Metadata-Version: 2.4
Name: pyrox-client
Version: 0.1.13
Summary: HYROX race data client – retrieve full race results via Python
Project-URL: Homepage, https://github.com/vmatei2/pyrox-client
Project-URL: Issues, https://github.com/vmatei2/pyrox-client/issues
Author: Vlad Matei
Classifier: License :: OSI Approved :: MIT License
Classifier: Operating System :: OS Independent
Classifier: Programming Language :: Python :: 3
Classifier: Programming Language :: Python :: 3 :: Only
Classifier: Programming Language :: Python :: 3.9
Classifier: Programming Language :: Python :: 3.10
Classifier: Programming Language :: Python :: 3.11
Classifier: Programming Language :: Python :: 3.12
Requires-Python: >=3.9
Requires-Dist: fastparquet>=2024.5.0
Requires-Dist: fsspec>=2024.2.0
Requires-Dist: httpx>=0.28.1
Requires-Dist: pandas>=2.2
Requires-Dist: platformdirs>=4.2.0
Requires-Dist: pyarrow<18.0.0,>=14.0.0
Requires-Dist: requests>=2.31
Requires-Dist: respx>=0.22.0
Requires-Dist: s3fs>=2024.2.0
Description-Content-Type: text/markdown

# pyrox-client

Unofficial Python client for HYROX race results — load public results into pandas DataFrames.
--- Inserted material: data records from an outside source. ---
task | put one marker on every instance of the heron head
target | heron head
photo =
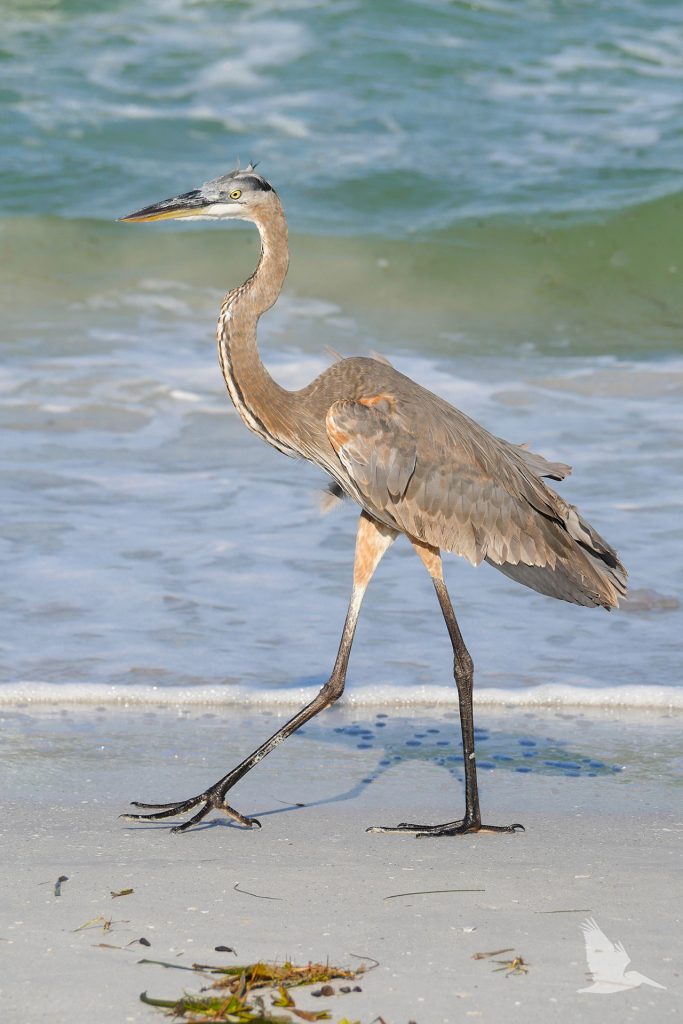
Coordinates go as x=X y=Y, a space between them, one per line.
x=239 y=196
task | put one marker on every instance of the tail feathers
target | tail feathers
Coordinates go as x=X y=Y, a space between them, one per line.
x=591 y=574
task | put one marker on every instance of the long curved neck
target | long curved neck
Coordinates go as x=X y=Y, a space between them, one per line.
x=262 y=403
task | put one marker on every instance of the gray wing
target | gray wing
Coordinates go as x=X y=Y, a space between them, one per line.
x=606 y=961
x=426 y=469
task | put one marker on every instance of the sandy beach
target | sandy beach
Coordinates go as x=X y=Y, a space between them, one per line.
x=602 y=821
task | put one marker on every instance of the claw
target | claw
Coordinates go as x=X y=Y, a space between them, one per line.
x=210 y=801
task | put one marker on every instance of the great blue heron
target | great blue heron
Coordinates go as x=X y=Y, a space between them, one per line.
x=414 y=464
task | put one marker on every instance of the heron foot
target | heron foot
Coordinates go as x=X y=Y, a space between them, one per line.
x=460 y=827
x=209 y=801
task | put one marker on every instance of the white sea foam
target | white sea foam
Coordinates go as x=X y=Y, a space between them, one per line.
x=549 y=695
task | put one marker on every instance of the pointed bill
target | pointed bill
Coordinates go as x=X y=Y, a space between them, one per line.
x=191 y=204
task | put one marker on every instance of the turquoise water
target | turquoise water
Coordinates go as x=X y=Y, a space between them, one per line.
x=491 y=194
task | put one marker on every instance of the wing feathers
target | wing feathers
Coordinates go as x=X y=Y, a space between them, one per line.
x=443 y=479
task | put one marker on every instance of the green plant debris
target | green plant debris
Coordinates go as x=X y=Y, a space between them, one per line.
x=99 y=920
x=175 y=967
x=494 y=952
x=285 y=975
x=516 y=966
x=232 y=1010
x=240 y=1006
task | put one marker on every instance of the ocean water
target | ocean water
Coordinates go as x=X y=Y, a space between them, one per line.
x=488 y=194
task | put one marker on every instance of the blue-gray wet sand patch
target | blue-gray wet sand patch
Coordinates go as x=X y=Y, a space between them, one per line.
x=399 y=737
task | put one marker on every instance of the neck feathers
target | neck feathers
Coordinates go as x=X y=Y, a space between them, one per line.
x=263 y=404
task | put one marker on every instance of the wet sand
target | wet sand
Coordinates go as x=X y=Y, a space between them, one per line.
x=600 y=842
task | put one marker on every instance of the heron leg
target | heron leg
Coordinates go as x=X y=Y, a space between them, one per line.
x=372 y=541
x=464 y=675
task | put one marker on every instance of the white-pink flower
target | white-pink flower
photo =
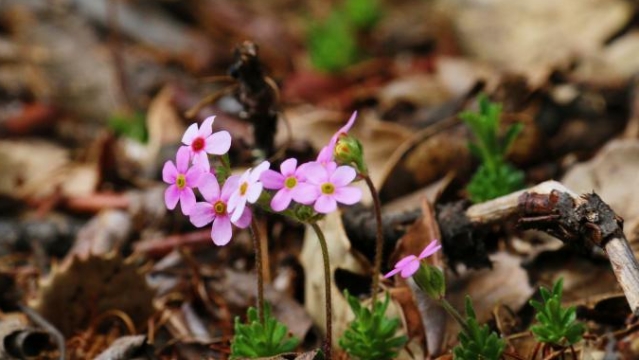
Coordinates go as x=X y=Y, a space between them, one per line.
x=330 y=185
x=202 y=141
x=182 y=180
x=216 y=210
x=290 y=185
x=249 y=189
x=409 y=265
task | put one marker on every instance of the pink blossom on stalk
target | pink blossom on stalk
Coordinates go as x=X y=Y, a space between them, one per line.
x=215 y=209
x=290 y=185
x=330 y=185
x=327 y=153
x=182 y=180
x=202 y=141
x=249 y=189
x=410 y=264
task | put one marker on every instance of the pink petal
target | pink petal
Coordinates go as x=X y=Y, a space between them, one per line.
x=288 y=167
x=218 y=143
x=171 y=197
x=254 y=192
x=272 y=180
x=258 y=170
x=325 y=204
x=193 y=176
x=229 y=187
x=410 y=269
x=222 y=230
x=238 y=211
x=207 y=127
x=190 y=134
x=245 y=220
x=201 y=214
x=430 y=250
x=187 y=200
x=169 y=172
x=281 y=200
x=342 y=176
x=315 y=173
x=209 y=188
x=348 y=195
x=305 y=193
x=182 y=159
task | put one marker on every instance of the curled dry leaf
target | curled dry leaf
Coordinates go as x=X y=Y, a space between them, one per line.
x=94 y=285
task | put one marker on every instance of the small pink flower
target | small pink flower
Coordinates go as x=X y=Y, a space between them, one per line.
x=202 y=141
x=327 y=154
x=410 y=264
x=290 y=185
x=182 y=180
x=249 y=189
x=330 y=185
x=215 y=209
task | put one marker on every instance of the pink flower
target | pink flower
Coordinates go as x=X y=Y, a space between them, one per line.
x=327 y=153
x=249 y=189
x=290 y=185
x=215 y=209
x=410 y=264
x=202 y=141
x=182 y=179
x=330 y=185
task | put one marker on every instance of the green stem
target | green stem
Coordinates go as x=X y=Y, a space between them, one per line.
x=379 y=239
x=257 y=244
x=328 y=345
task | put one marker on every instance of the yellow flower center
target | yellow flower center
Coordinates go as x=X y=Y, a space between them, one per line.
x=180 y=181
x=290 y=182
x=219 y=207
x=328 y=188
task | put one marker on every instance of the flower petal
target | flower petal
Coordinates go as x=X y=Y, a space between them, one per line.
x=347 y=195
x=207 y=127
x=325 y=204
x=189 y=134
x=222 y=230
x=202 y=214
x=343 y=176
x=281 y=200
x=430 y=249
x=209 y=187
x=288 y=167
x=187 y=200
x=245 y=220
x=169 y=172
x=171 y=197
x=218 y=143
x=272 y=180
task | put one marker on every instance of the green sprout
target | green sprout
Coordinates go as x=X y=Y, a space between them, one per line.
x=494 y=177
x=257 y=340
x=475 y=341
x=371 y=335
x=557 y=324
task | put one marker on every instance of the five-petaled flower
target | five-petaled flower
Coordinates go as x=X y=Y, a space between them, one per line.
x=203 y=141
x=290 y=185
x=182 y=180
x=249 y=189
x=410 y=264
x=216 y=209
x=330 y=185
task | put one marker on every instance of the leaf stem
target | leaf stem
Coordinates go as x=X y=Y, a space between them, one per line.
x=379 y=239
x=328 y=344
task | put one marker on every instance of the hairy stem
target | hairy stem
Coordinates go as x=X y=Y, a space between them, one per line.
x=328 y=345
x=379 y=240
x=257 y=244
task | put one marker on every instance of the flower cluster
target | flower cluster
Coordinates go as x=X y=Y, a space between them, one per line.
x=321 y=184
[![PyPI - Version](https://img.shields.io/pypi/v/pyrox-client.svg)](https://pypi.org/project/pyrox-client/)
[![Wheel](https://img.shields.io/pypi/wheel/pyrox-client.svg)](https://pypi.org/project/pyrox-client/)
[![Downloads](https://static.pepy.tech/badge/pyrox-client/month)](https://pepy.tech/project/pyrox-client)

> Load HYROX race results into pandas in a few lines. Built for people who love fitness *and* data.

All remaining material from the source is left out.